Хошигаке колеблется. Не знает что выбрать – холодный душ, но здорового напарника или же восхитительное гибкое тело и бессонную ночь, проведенную рядом с кроватью у этого самого напарника, боясь оставлять его одного. То, что одним поцелуем все это не ограничится, он знает точно. Никогда не ограничивалось. Учиха, пусть с виду и выглядящий так, словно ему на все плевать, разгорался от малейшей ласки, так что потом было не остановить.
- На это у меня сил достаточно.
Поцелуй имеет привкус карамели от недавно съеденных данго. Теперь уже плевать ,смотрит на них кто или нет – Итачи просто обхватывает руками шею напарника и прижимается к нему всем телом.
Кисаме уносит его в дом как раз вовремя. С неба уже начинают падать скупые капли дождя, и где-то вдали гулко грохочет гром.
- В душ.
Итачи ловко выворачивается из объятий и чуть неловко движется к кровати, но все же умудряется дойти до нее без помощи. Хошигаке тихо рычит в ответ, но понимает, что спорить с напарником бесполезно. Да и мало кому понравится спать с человеком, от которого пахнет тухлой рыбой. Благо душа здесь два.
Итачи возвращается чуть раньше его – Кисаме слышит сквозь шум воды звук закрывающейся двери и тихие, неуверенные шаги босых ног по полу. У него просто паранормальный слух и те, кто считают, что рыбы по природе своей глухи, глубоко ошибается. Хотя бы потому, что Кисаме – не обычная рыба.
Теплая вода лишь подстегивает возбуждение, а вид распростертого на кровати юного тела вызывает озноб по спине. Итачи сильно похудел – это приходится отметить сразу. Болезнь изматывает его изнутри, выпивая все жизненные соки. Но от своей худобы Итачи не становится менее прекрасен. Наоборот, сейчас, такого маленького и хрупкого, Хошигаке хочет его еще больше.
Он осторожно опускается рядом с Итачи на кровать, боясь нечаянно задеть его, и любуется на хрупкое тело, на узкие мальчишеские бедра, на выступающие ребра, на запрокинутую голову и рассыпавшиеся по подушке черные волосы.
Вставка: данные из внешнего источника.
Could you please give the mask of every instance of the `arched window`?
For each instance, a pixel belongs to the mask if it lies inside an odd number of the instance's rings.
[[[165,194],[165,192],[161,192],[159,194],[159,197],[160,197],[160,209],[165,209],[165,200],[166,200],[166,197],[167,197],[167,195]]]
Сейчас Учиха прекрасен как никогда.
Кисаме осторожно заключает его в объятья и целует, проникая в податливо разомкнутый ротик Учихи языком, чувствуя, как сжимаются на его плечах тонкие изящные пальцы. Он осторожно касается шершавыми от постоянного ношения и полирования Самехады пальцами сначала щеки Итачи, а потом повязки, словно предлагая ее снять – окна в комнате занавешены, в помещении царит полумрак и шаринганам Итачи ничего не грозит. Но Учиха протестующее качает головой, чуть улыбается и прижимается к Хошигаке ближе, прогибаясь навстречу ласкающей его руке. С лица на тонкую шею, потом на спину, провести ладонью по выступающим позвонкам, тихо рыкнуть, когда гибкое тело уворачивается и не дает спустить руку ниже.
- Возьмешь в рот?
Очень своевременный вопрос – Итачи уже успел спуститься вниз, торопливо стягивая с напарника полотенце, которое тот целомудренно обмотал вокруг бедер на выходе из душа. Вечные инстинкты – к этому мальчишке с точеными чертами лица и манерами истинного аристократа голышом нельзя. И то, что Итачи все равно ничего не видит, привычку вовсе не отменяет.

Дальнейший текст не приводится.